6) Breastfeeding will be horrendous for the first 24 hours after your milk arrives. Sure you’ll wake up with pornstar boobs (and possibly stretch marks aplenty) when your milk comes in, but nursing will initially feel sadomasochistic. During the first hours after mine came in, I would literally feed baby whilst crying for the pain. Now? I absolutely love breastfeeding. It’s been one of my favourite things about motherhood. It isn’t everyone’s cup of tea, but if it works, it really works. Nonetheless, we as women must let everyone do what’s right for them when it comes to feeding. This means dropping the preachy act, and ‘breast is best’ mantra because my goodness motherhood is hard enough without lecturing your fellow woman on how to nourish their baby.
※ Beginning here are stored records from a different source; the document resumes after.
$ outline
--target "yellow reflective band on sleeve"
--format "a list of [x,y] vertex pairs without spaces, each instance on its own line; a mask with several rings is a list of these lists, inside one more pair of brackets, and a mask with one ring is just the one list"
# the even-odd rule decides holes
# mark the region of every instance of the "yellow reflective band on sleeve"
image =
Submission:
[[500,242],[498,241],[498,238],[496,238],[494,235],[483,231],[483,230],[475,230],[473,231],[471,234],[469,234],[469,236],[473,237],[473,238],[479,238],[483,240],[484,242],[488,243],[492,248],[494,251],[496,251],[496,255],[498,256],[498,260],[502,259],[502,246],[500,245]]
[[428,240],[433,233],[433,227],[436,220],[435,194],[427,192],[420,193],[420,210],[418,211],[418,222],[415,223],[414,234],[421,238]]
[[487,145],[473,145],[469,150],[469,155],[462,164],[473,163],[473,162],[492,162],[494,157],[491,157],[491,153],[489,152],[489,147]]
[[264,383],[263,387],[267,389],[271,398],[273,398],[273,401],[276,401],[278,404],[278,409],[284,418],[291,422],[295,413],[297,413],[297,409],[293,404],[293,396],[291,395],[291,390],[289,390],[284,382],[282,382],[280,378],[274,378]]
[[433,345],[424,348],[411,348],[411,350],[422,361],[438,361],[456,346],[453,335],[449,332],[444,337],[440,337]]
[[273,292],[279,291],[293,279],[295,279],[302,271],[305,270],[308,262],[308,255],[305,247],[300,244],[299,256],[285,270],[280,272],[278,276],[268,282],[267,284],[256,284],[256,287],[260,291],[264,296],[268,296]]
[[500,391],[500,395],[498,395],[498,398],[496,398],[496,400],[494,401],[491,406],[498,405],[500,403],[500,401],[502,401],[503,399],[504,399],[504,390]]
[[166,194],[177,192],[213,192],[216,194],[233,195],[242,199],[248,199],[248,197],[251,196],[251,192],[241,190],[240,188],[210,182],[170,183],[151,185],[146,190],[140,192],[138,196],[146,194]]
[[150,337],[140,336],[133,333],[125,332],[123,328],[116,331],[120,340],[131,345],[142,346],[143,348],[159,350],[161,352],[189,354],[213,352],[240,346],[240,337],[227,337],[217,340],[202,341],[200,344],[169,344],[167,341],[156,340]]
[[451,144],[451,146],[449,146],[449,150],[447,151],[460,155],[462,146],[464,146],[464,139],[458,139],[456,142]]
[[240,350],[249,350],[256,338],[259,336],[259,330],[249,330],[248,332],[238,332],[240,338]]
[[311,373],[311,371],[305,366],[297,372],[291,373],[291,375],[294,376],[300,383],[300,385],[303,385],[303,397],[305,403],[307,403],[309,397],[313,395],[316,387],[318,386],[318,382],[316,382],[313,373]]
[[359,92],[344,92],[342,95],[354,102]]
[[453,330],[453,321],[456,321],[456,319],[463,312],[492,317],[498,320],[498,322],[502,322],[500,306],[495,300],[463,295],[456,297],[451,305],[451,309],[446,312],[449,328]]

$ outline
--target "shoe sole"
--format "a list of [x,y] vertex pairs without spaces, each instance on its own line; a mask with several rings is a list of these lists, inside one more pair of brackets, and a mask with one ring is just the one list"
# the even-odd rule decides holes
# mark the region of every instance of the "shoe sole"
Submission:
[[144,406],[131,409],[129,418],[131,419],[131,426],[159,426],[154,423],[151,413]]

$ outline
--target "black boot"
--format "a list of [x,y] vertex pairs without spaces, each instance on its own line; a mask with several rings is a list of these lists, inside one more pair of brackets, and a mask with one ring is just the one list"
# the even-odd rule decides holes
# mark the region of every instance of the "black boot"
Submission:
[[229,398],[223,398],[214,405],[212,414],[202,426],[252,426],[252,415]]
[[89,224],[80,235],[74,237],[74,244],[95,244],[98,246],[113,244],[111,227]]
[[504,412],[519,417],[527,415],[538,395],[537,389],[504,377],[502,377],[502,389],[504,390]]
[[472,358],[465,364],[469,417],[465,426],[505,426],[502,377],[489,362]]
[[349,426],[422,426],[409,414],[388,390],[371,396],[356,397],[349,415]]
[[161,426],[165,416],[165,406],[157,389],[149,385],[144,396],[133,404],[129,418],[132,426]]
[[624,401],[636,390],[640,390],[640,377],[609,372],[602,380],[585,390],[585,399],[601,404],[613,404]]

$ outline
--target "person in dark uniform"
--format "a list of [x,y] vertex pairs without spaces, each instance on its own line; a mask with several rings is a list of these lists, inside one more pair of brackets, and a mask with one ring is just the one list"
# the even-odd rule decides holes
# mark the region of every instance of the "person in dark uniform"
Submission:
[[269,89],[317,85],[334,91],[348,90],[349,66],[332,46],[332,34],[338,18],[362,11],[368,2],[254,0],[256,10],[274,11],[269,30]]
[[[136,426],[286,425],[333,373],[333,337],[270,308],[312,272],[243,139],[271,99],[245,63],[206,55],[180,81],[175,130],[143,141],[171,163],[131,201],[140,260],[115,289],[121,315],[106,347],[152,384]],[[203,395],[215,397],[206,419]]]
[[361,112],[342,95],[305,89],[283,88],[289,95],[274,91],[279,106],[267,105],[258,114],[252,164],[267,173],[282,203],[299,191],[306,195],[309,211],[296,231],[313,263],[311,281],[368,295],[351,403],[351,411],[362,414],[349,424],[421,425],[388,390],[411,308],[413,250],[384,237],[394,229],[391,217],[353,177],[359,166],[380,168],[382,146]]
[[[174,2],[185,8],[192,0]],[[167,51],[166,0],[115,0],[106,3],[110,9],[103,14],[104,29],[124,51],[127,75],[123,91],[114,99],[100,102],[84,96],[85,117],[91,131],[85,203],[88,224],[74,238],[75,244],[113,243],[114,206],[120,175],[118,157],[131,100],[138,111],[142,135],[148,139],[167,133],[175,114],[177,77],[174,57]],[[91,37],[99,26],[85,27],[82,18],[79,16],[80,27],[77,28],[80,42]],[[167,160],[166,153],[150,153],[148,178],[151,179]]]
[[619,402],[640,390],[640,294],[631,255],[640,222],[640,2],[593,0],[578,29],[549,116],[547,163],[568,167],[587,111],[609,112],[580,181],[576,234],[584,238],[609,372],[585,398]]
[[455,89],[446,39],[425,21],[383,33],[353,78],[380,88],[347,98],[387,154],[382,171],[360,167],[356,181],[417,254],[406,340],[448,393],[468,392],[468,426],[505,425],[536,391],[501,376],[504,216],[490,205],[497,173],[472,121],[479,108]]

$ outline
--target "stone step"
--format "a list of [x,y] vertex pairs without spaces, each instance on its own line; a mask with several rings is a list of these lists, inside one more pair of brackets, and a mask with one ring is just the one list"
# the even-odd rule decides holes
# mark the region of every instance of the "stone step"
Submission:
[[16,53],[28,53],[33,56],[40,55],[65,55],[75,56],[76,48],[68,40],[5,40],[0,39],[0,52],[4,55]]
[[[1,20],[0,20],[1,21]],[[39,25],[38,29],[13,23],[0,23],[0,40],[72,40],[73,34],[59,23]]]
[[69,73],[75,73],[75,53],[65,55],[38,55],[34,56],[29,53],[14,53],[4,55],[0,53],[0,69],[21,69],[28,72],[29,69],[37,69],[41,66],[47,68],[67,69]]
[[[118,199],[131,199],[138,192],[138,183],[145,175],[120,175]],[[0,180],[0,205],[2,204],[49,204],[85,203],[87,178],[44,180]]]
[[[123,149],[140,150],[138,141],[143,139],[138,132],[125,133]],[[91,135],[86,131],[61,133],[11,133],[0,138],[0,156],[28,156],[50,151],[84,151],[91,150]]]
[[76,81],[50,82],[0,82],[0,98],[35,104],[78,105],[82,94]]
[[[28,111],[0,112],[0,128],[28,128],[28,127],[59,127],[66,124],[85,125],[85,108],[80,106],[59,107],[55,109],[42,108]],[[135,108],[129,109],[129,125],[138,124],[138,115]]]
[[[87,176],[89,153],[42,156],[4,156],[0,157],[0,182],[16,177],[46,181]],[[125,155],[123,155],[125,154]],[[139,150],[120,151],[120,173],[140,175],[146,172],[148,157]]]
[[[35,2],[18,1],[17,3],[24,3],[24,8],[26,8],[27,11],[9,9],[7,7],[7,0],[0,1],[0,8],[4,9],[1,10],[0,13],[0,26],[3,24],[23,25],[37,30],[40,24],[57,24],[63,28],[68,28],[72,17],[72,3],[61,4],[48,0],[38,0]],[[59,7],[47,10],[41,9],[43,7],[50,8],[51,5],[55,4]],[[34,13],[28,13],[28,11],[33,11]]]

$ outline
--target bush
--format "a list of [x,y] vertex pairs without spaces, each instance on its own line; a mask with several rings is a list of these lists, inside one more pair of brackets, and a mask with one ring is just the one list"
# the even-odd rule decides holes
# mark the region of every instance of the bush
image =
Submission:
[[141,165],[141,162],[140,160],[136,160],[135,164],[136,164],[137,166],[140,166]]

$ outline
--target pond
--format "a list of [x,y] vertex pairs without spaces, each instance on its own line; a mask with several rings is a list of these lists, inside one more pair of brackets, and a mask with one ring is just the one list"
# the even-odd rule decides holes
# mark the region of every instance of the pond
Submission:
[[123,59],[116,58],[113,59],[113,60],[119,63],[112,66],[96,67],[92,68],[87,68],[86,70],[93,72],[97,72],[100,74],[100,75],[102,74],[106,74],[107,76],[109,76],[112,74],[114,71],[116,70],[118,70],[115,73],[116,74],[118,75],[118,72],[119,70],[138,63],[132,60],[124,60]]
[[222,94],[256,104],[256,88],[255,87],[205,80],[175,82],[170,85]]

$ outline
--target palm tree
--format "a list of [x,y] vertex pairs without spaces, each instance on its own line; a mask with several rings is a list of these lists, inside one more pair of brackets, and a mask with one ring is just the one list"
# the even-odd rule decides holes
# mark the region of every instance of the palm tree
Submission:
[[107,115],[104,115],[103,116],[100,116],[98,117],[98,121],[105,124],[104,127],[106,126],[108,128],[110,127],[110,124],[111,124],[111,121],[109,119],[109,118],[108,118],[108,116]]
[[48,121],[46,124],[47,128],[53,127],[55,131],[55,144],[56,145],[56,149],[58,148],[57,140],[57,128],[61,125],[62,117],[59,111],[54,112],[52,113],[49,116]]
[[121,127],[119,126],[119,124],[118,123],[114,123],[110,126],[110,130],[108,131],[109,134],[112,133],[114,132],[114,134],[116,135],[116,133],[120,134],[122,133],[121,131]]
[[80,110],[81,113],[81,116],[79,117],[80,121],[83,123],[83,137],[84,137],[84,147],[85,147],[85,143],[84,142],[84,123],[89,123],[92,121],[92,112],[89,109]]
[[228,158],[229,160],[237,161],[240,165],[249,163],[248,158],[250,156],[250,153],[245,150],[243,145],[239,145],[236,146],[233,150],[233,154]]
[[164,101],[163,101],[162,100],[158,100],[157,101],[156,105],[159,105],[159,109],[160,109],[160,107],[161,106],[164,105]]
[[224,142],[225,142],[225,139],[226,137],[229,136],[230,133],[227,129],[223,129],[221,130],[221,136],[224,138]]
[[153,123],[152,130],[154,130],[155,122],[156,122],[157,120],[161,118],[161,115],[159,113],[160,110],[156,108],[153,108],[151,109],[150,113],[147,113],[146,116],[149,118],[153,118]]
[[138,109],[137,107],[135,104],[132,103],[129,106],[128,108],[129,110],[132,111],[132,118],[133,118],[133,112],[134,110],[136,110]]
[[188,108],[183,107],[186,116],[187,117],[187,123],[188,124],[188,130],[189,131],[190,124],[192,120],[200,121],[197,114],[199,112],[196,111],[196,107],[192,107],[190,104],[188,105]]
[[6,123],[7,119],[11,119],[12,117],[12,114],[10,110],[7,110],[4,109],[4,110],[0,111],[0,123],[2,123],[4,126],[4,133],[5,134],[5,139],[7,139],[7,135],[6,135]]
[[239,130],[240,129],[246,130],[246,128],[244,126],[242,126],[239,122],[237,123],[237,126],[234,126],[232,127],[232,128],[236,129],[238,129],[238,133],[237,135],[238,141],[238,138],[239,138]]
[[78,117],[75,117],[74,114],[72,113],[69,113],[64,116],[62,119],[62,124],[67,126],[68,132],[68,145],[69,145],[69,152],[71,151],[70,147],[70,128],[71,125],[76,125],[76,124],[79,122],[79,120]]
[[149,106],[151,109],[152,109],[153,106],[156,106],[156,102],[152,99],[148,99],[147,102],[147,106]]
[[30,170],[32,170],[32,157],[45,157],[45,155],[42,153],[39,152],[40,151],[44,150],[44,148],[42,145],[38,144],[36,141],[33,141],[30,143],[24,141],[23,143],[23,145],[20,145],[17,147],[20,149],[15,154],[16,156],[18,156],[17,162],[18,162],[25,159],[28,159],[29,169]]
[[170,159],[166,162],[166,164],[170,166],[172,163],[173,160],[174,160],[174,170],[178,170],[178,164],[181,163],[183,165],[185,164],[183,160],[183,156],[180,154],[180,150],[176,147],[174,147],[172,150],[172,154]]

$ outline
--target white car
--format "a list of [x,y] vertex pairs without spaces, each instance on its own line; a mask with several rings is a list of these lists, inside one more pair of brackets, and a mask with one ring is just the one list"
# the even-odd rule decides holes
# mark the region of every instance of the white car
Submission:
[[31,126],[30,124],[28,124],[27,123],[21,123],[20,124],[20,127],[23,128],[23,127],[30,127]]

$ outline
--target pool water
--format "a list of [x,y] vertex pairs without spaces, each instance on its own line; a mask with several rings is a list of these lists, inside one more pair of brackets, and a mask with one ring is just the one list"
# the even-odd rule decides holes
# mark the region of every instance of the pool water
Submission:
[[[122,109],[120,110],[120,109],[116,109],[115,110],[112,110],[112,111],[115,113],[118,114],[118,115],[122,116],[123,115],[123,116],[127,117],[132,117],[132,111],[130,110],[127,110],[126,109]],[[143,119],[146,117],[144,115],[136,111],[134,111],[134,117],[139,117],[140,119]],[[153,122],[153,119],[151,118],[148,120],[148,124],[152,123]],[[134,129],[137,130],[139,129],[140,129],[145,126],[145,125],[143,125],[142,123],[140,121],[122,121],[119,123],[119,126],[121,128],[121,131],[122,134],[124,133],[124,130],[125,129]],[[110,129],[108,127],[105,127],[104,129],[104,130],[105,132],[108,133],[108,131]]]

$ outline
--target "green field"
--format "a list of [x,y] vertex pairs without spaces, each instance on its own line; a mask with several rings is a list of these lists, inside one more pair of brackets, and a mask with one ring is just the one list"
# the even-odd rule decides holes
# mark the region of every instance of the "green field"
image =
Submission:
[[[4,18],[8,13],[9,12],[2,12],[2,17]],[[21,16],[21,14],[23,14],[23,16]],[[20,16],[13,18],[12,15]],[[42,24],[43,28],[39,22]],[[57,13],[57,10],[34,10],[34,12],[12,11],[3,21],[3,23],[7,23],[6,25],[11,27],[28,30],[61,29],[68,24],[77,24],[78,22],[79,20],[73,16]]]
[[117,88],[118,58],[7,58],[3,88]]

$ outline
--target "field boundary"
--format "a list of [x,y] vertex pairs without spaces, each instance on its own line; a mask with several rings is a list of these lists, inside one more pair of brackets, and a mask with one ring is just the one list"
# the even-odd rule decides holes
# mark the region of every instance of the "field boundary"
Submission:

7) Poonamis and milkanoes are a very real phenomena. It’s in your best interest to get a nappy bucket (cheap one off Amazon will see you right), not give a s**t (since there will be plenty, literally), and for goodness sake, if you see the milk resurfacing, ensure to save baby’s clothes over your own. A two-second top change or wipe down with a water wipe (trust me your personal standards will drop considerably!) beats twisting and manipulating little limbs into a minute vest any day (or night…since initially you’ll see lots of vomit between the hours of 11pm through to 5am).
8) Accept that you’ll never have your s**t together ever again (N.B. If you never did, then you’re well on your way to becoming a mum, or imploding), and that it’s okay to have a never ending to-do list consisting of at least one of the following items at any given point in time: restock nappies, take baby to weigh-in, buy water wipes, and empty nappy bin. Of course if you’re blessed by the gods, or rather with money, then you can afford a maternity nurse. Then you can kind of pretend you don’t have a kid, and do have your s**t together, at least until her day off of course!
9) Watch Workin’ Moms on Netflix. It’s brilliant! Plus, you can pretend you’re not a negligent mother when you’ve failed to do the assigned duration of tummy time for your baby’s age group…yes it’s a thing.
10) Take photos and videos EVERY single day!